Journal of Materials Science: Materials in Electronics

, Volume 29, Issue 17, pp 15203–15211 | Cite as

Effect of hole blocking dielectric layer on microstructure and photoconducting properties of polycrystalline Se thin films

  • Cheng-Yi Chang
  • Yi-Jie Lin
  • Yu-Wei Huang
  • Jye-Yow Liao
  • Jian-Siang Lin
  • Fu-Ming PanEmail author


We fabricated polycrystalline selenium (c-Se) based photodetectors using three different dielectrics (HfO2, Al2O3 and SiO2) as the hole blocking layer (HBL), and studied the influence of the HBLs on the photoconducting performance of the photodetectors.
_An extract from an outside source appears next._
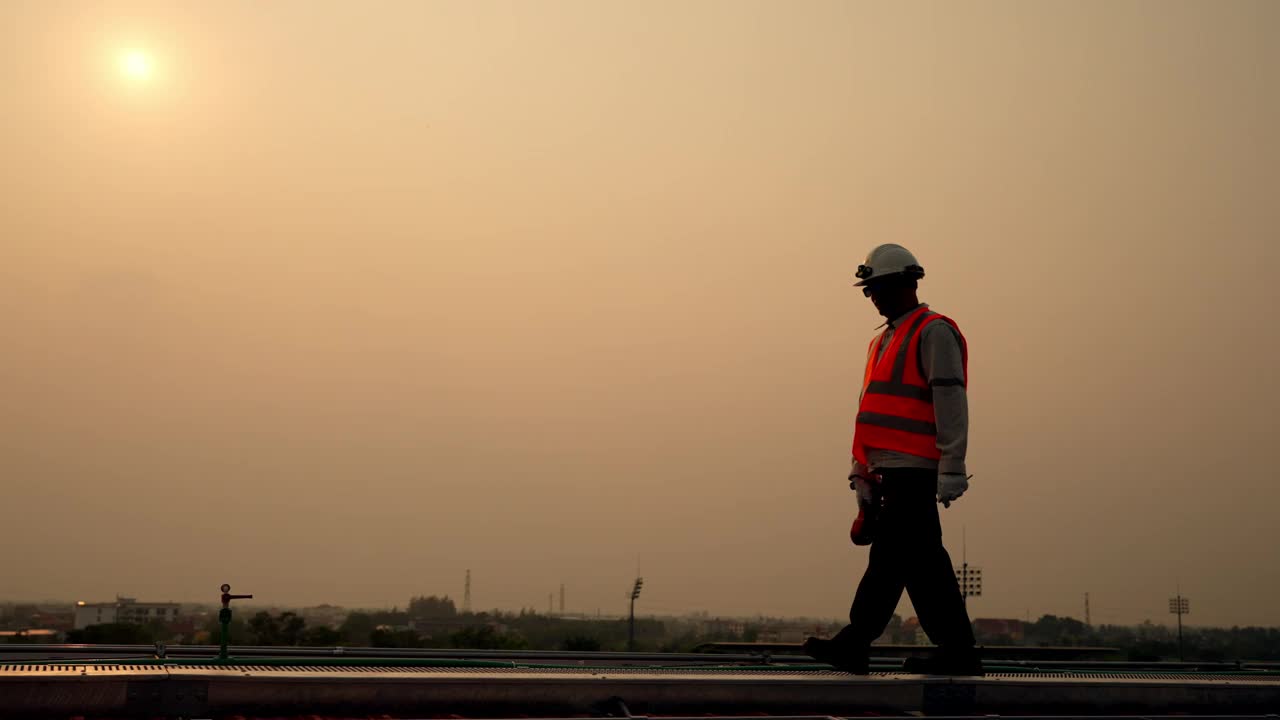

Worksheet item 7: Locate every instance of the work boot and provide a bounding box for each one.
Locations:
[902,647,984,678]
[801,638,870,675]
The microstructure of the c-Se layer is greatly influenced by the nucleation behavior of the tellurium (Te) adhesion layer deposited between the c-Se layer and the HBLs. The photoconducting performance of the photodetectors is basically dependent on the barrier height at the junctions of the HBL with the tin-doped indium oxide (ITO) anode and with the c-Se layer. A higher barrier height at the HBL/ITO junction leads to a lower dark current density (ID) of the photodetectors. However, the photodetector with the SiO2 HBL exhibits the largest ID as the bias exceeds 2 V although it has the highest junction barrier height. We attribute the abnormity to the rugged morphology of the c-Se layer, which is a result of a less dense Te nucleation on the SiO2 HBL. The photocurrent density (Iph) is inversely related to the junction barrier height at the HBL/c-Se contact. The c-Se photodetector with the HfO2 HBL has the largest IPh and the one with the SiO2 HBL has the smallest. The photodetector with the HfO2 HBL exhibits a quantum efficiency of ~ 89% at 6 V.



This study is supported by the Ministry of Science and Technology, R.O.C. under the contract number MOST 106-2221-E-009-075-MY2. The technical support of the National Nano Device Laboratories are also acknowledged.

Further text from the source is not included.